The discovery that mitochondrial fragments were predictive of which patients would develop serious complications after trauma served as a catalyst for this research. “We also found that these fragments led to further damage to the mitochondrial genome which in turn led to further fragmentation and more release of these inflammatory fragments. We call that a ‘feed forward’ system,” Gillespie said.
He went on to add that, “it was reasonable to think that if you could block the formation of, or degrade these fragments, then you could protect people from adverse effects.” Gillespie also noted that, “There is currently no way to detect that the inflammatory agents are present before a transfusion; it seems that a portion of massively-transfused patients ‘draw the unlucky straw.’ Our research seeks to address that problem.”
Although the two have made significant discoveries relating to mitochondrial DNA, Gillespie said many aspects of this research area remain poorly understood. “For example, we don’t know how many transfusion units, or how many molecules of the inflammatory material people can receive before they develop organ failure,” he said.

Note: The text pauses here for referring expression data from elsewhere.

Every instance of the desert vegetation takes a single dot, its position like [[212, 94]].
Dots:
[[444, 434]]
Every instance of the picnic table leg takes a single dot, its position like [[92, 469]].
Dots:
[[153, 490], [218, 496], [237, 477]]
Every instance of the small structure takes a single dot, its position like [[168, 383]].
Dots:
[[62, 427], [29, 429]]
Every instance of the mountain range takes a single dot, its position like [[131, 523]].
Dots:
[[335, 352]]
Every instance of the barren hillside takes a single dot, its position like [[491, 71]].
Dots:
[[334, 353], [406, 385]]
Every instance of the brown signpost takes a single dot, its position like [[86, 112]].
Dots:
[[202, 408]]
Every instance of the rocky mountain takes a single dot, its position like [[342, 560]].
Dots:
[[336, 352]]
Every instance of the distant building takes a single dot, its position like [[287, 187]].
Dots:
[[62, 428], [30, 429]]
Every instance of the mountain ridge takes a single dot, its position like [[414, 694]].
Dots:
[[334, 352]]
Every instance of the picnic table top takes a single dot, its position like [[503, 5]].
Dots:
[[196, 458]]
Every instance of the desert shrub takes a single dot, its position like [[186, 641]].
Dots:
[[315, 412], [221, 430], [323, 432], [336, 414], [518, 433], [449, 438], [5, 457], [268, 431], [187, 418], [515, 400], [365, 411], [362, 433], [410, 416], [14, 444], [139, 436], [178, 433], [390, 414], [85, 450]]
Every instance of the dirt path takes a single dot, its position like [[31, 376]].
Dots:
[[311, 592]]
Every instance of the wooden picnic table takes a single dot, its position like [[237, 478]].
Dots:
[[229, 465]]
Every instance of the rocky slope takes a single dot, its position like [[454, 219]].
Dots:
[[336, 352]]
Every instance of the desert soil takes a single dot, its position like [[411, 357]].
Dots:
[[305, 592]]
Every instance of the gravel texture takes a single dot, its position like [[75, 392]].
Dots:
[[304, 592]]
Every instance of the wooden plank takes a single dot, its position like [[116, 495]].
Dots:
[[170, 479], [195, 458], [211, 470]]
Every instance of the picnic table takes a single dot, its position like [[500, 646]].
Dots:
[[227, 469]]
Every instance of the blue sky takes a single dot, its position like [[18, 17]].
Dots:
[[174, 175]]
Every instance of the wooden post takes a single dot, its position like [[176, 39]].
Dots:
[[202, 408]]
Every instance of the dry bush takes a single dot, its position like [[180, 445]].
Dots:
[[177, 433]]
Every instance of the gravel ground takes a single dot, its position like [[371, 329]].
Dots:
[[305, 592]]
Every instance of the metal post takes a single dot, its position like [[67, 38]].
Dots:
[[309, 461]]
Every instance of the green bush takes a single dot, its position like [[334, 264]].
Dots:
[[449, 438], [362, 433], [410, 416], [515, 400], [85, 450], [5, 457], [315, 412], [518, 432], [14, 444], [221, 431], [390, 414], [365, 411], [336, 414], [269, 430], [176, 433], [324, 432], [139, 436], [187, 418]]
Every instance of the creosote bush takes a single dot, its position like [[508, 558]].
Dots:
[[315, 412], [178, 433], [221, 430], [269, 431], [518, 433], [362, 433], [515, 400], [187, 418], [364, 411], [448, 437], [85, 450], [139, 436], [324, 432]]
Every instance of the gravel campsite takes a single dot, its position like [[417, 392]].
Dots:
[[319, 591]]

The research led by Gillespie and Simmons is a two-pronged approach to address the problem. “The first was the development of a drug to might repair the mitochondrial genome so that it never shatters in the first place, which in turn should prevent activation of this dangerous feed-forward pathway,” he said. “The second idea is to use an old, repurposed drug to degrade the mitochondrial DNA once it accumulates in the blood.”
This collaborative research is a prime example of the far reaching impact an academic medical center, such as USA Health University Hospital, can have on patient care. Gillespie describes this project as “bedside-to bench-and-back again” research. “Jon started with a clinical observation and we back-translated it into a laboratory experiment that then led us to go forward and translate it back into patients,” he said.
Simmons said he is excited to have the opportunity to improve the care in the future for trauma patients. “It’s more than taking great care of patients we encounter today,” he said. “We are researchers looking at new ways to help patients around the world.”